There is practically always some variation in measured results compared to real values. It consists of systematic error (bias) and random error. Precision measures random error. In ANOVA protocol, it is divided into three components
- Within-run precision (or repeatability) measures result variation in a situation where replicated samples are measured under identical conditions. This is the lowest imprecision the assay can achieve in routine practice for a given concentration. Variation in results of a single run is basically caused by random things happening inside the instrument, such as variation of pipetted volumes of sample and reagent.
- Between-run precision measures result variation happening between different runs (e.g. between morning and afternoon) of the same measurement setup. Variation of results between runs may be caused e.g. by changes in operating conditions. For example, the instrument may be warmer in the afternoon than in the morning or the measurement may be done by a different person.

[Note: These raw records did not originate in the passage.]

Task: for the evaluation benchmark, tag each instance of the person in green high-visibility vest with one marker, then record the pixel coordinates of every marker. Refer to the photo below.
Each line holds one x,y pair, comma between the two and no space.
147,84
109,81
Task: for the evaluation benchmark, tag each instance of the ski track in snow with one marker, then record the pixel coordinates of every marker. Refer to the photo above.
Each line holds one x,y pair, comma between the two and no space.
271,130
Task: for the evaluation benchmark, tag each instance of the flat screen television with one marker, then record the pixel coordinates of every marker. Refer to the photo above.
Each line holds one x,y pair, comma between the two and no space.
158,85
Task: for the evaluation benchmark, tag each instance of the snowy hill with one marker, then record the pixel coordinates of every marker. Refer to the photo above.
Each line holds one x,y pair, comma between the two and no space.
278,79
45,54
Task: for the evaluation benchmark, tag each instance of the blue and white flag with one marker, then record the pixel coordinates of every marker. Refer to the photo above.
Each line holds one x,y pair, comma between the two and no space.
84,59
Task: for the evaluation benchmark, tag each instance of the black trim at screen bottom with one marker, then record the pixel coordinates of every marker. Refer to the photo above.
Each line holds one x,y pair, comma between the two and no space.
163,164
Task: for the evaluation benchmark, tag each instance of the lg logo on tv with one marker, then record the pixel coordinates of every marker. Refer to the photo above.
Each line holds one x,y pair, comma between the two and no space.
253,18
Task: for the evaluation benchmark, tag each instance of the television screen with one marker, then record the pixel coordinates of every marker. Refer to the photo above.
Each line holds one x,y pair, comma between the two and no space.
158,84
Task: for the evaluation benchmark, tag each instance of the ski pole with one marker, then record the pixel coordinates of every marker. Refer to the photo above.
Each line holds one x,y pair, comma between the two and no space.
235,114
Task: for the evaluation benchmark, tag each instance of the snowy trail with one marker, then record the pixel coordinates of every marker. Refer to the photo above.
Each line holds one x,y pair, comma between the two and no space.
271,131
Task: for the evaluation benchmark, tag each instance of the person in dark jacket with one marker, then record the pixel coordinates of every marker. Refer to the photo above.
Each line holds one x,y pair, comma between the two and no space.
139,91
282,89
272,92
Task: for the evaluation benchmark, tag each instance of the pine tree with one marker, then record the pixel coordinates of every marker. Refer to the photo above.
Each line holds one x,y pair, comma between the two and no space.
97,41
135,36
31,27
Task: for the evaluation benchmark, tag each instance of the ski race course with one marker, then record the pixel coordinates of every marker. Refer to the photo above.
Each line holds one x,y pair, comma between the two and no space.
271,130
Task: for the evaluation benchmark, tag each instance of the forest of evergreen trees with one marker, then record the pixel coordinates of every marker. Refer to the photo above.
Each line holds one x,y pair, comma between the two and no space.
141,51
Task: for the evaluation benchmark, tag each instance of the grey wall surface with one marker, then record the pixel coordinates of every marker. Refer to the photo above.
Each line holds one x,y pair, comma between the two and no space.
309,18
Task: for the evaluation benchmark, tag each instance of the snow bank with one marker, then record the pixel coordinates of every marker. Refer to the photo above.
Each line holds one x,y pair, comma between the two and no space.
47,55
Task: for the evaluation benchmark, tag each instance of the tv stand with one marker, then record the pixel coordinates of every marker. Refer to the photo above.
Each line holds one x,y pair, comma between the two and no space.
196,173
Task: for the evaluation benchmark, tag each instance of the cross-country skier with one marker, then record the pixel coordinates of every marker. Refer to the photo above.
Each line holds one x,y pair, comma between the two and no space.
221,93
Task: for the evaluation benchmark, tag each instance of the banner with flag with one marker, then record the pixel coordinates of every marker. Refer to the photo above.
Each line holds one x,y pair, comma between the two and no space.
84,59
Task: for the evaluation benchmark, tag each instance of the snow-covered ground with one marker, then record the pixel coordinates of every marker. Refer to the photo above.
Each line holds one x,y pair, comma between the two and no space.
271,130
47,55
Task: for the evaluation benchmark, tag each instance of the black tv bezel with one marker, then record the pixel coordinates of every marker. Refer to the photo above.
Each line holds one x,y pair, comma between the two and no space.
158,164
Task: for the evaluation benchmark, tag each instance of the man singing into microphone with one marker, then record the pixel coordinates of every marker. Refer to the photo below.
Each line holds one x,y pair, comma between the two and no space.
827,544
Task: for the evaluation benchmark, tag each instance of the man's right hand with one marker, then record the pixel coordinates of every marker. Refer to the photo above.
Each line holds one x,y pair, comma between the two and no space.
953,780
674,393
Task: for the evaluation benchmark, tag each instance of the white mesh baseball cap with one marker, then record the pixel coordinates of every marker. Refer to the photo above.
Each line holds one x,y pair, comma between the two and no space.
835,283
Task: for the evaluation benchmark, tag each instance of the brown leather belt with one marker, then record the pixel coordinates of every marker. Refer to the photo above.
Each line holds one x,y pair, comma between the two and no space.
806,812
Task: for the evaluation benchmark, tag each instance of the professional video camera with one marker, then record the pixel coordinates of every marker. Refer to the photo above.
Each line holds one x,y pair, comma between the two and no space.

- Between-day precision measures result variation happening between days. Results may vary between days as a result of calibrations, changes in humidity etc.
From these three components, you can obtain an estimate for within-laboratory precision that describes the measurement precision under usual operating conditions. The within-laboratory precision corresponds roughly to what can be estimated from a series of internal QC measurements.
If some of the above precision components dominates the results, you may be able to trace the reason behind, and sometimes even make it better. For this the Levey-Jennings chart can be a valuable tool as it visualizes trends in the data set.
On the right you can see example data sets of three fictional ANOVA protocols lasting for four weeks. First one shows poor within-run precision, second one has differences between morning and afternoon series (poor between-run precision), and third one has results falling from day to day during the work week and getting up again after weekend (poor between-day precision).
These are sort of extreme cases to show you what the graph can tell you. In real life, the effects are less evident, but if you know the instruments working cycles and what kind of samples are run on which days and who are performing which runs etc., you can review the graphs to find out whether these things have visible effect or not.
How do I measure precision?
For validation purposes, CLSI recommends doing measurements on 20 days, two series each day. You don’t need many samples, but you need two replicates for each series (EP05-A3). For verification, a lighter procedure is enough, five replicates over five days with one daily series would do (EP15-A3).
It may feel surprising that you can get good results of within-run precision with only a couple of samples and replicates. The key is that you should use samples with relevant analyte concentrations. When establishing or verifying precision of a qualitative method, the sample should be near limit of detection (LoD). For quantitative methods, you should design levels so that you can evaluate precision on high and low concentrations and near the medical decision point, which means that three samples is often enough.
When conducting a 20 days ANOVA validation study with two daily series and two replicates, you get 40 replicate pairs of each sample that can be used for calculating within-run precision. Splitting measurements to many days and runs reflects usual operating parameters better, giving more credibility for the value obtained as within-run precision. In addition, you have 40 runs to be used in evaluating between-run precision, and results from 20 days to be used in evaluating between-day precision.
Why do everything in one study?
When you use the same measurement results for obtaining values for each component of precision, all these results are affected by same randomness. This makes these components statistically independent of each other. This means that you can compare them, and it is also possible to calculate the within-laboratory precision from them as sum of squares.
It’s kind of like playing darts and trying to find out how well you are doing. Determining different precision components on different measurement setups would be a little bit like having a dartboard with straight stripes so that you would determine the position of a dart only in one dimension. If you would turn the dartboard between game rounds, you would get information about both x and y values of the coordinates, but there would be no meaningful way to combine this information.
So similarly as you rather play darts using a proper dartboard, please establish your precision with a proper ANOVA protocol.